Les autorités fédérales prévoient stocker les restes de la centrale nucléaire de Bécancour, Gentilly-1, dans un dépotoir à Chalk River, sur le bord de la source d’eau potable de millions de Québécois.
À l’heure où le gouvernement Carney présente le nucléaire comme un des moyens de faire du Canada une superpuissance de l’énergie, notre Bureau d’enquête a obtenu un rare accès à ce complexe ultra-sécurisé dont Ottawa veut céder le contrôle aux Américains.
Nous nous sommes entretenus avec des citoyens et des experts inquiets pour l’environnement et la souveraineté du pays.
De plus en plus de restes de la centrale nucléaire Gentilly-1 de Bécancour seront envoyés sur le bord de la source d’eau potable de millions de Québécois, ce qui inquiète les résidents, les autochtones et les experts.
Notre Bureau d’enquête s'est rendu sur place et a obtenu un rare accès aux Laboratoires nucléaires canadiens (LNC), un endroit hautement sécurisé situé à Chalk River sur la rive ontarienne de la rivière des Outaouais, à deux heures à l’ouest d’Ottawa.
C’est là qu’ont été envoyées 62,8 tonnes de combustibles irradié, de l’uranium, provenant de la centrale fédérale de Bécancour.
Nous avons pu observer les dix immenses silos en béton armé dans lesquels cette matière a été enfermée. Une double clôture électrifiée et des gardes armés nous ont tenu à bonne distance.
Le transfert des déchets a commencé à l’automne 2024 et s’est terminé au début de l’été. L’annonce de la fin de cette opération menée en secret a soulevé l’ire des riverains, qui ne veulent pas d’un dépotoir radioactif dans leur cour.
Non à la décharge nucléaire
du Canada
Et ce n’était qu’un début. Nous avons appris que les LNC ont l’intention de démonter le réacteur de Gentilly-1 pour le transporter en morceaux à Chalk River. Les moins contaminés seront enfouis sur place, les autres iront dans le nord de l’Ontario dans un dépôt géologique à plus de 650 m de profondeur, qui doit ouvrir d’ici 2050.
Le même sort attend deux autres centrales fédérales du Manitoba et de l’Ontario.
«Nous ne sommes jamais consultés correctement, alors que c’est notre territoire qui est directement concerné, dit avec un trémolo dans la voix le chef de la première nation de Kebaowek, Lance Haymond. Nous ne voulons pas que notre territoire devienne la décharge nucléaire du Canada.»
Les yeux rivés sur la rivière qui l’a vu naître, il manque de mots, tant l’enfouissement de déchets nucléaires l’inquiète. Le territoire traditionnel de son peuple s’étend du côté ontarien et québécois de la rivière. Pour le protéger, il mène la charge devant les tribunaux.
Les Autochtones ne sont pas seuls. Les résidents aussi sont à cran.

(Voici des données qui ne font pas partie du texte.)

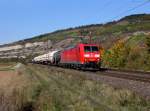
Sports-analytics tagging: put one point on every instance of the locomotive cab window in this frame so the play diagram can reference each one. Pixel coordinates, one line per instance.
(87, 49)
(94, 49)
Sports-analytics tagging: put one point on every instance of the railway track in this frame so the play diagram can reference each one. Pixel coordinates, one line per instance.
(130, 75)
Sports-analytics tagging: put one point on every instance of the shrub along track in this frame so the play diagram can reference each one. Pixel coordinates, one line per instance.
(135, 81)
(131, 75)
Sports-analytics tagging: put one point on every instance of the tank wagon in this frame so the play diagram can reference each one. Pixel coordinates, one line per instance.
(45, 58)
(79, 56)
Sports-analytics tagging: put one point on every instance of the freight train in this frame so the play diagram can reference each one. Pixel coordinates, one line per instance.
(79, 56)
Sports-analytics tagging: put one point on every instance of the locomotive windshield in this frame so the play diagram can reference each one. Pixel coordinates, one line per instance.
(90, 48)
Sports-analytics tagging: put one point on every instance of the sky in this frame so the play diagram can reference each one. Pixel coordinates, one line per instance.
(21, 19)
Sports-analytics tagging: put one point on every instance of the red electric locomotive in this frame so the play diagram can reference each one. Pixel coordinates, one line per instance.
(81, 56)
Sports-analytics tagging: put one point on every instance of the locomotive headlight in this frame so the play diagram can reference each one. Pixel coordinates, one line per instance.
(86, 55)
(97, 55)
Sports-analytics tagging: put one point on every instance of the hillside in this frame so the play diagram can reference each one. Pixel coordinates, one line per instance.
(126, 42)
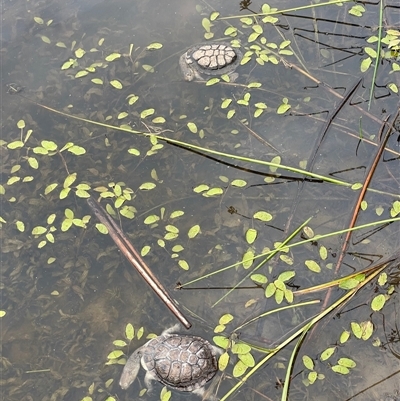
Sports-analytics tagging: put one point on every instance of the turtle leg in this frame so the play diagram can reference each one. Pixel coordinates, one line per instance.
(176, 327)
(150, 376)
(131, 369)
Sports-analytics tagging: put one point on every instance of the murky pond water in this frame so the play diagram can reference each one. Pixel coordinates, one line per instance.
(207, 180)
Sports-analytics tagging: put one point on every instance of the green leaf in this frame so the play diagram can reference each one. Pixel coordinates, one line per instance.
(344, 336)
(192, 127)
(15, 145)
(183, 264)
(115, 354)
(33, 162)
(151, 219)
(340, 369)
(113, 56)
(102, 228)
(247, 359)
(221, 341)
(313, 266)
(240, 348)
(248, 259)
(77, 150)
(263, 216)
(223, 361)
(286, 276)
(239, 369)
(259, 278)
(66, 225)
(356, 329)
(176, 214)
(20, 226)
(146, 113)
(378, 302)
(49, 145)
(308, 362)
(81, 74)
(212, 81)
(39, 230)
(69, 180)
(367, 330)
(194, 231)
(177, 248)
(129, 331)
(239, 183)
(270, 290)
(225, 319)
(251, 235)
(346, 362)
(327, 353)
(365, 64)
(116, 84)
(154, 46)
(147, 186)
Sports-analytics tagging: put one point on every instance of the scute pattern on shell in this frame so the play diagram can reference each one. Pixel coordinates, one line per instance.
(181, 362)
(209, 59)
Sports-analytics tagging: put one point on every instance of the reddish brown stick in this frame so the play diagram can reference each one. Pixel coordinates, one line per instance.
(125, 246)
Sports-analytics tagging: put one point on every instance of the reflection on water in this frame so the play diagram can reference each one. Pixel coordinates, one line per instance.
(68, 293)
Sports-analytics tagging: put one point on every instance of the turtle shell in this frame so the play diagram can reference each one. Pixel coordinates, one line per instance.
(211, 59)
(184, 363)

«Les LNC ont généré eux-mêmes suffisamment de déchets depuis leur construction; qu’ils n’en apportent pas davantage d’ailleurs en plus», plaide Cam Hilborn, qui est le plus proche voisin des LNC, sur la rive québécoise de la rivière.
Comme lui, la plupart des municipalités de la région, y compris Ottawa et Gatineau, s’opposent aux transferts de déchets radioactifs provenant d’ailleurs au pays à moins d’un kilomètre du cours d’eau où elles puisent leur eau potable.
Contrat confié à un consortium privé
américain
Au volant de son bateau filant à vive allure le long du complexe scientifique, M. Hilborn explique que son inquiétude est montée d’un cran quand la gestion de tous ces déchets a été confiée à un consortium privé américain, qui empochera en échange des milliards de dollars.
Le contrat devait entrer en vigueur le 13 septembre, mais a été mis sur la glace par une enquête du Bureau de la concurrence.
Une centaine de gigantesques conteneurs pleins de déchets s’accumulent déjà le long de la route d’accès aux Laboratoires. Ils forment des murs de plusieurs étages et donnent des allures de port de commerce à la forêt.
La quantité de déchets nucléaires est appelée à croître, puisque le gouvernement Carney présente le nucléaire comme l’un des moyens de faire du Canada une superpuissance de l’énergie. Pour y parvenir, il mise en particulier sur des petits réacteurs modulaires.
Le premier ministre a lui-même d’importants intérêts financiers dans cette industrie contaminante via l’entreprise dont il a dirigé le conseil d’administration jusqu’en janvier, Brookfield.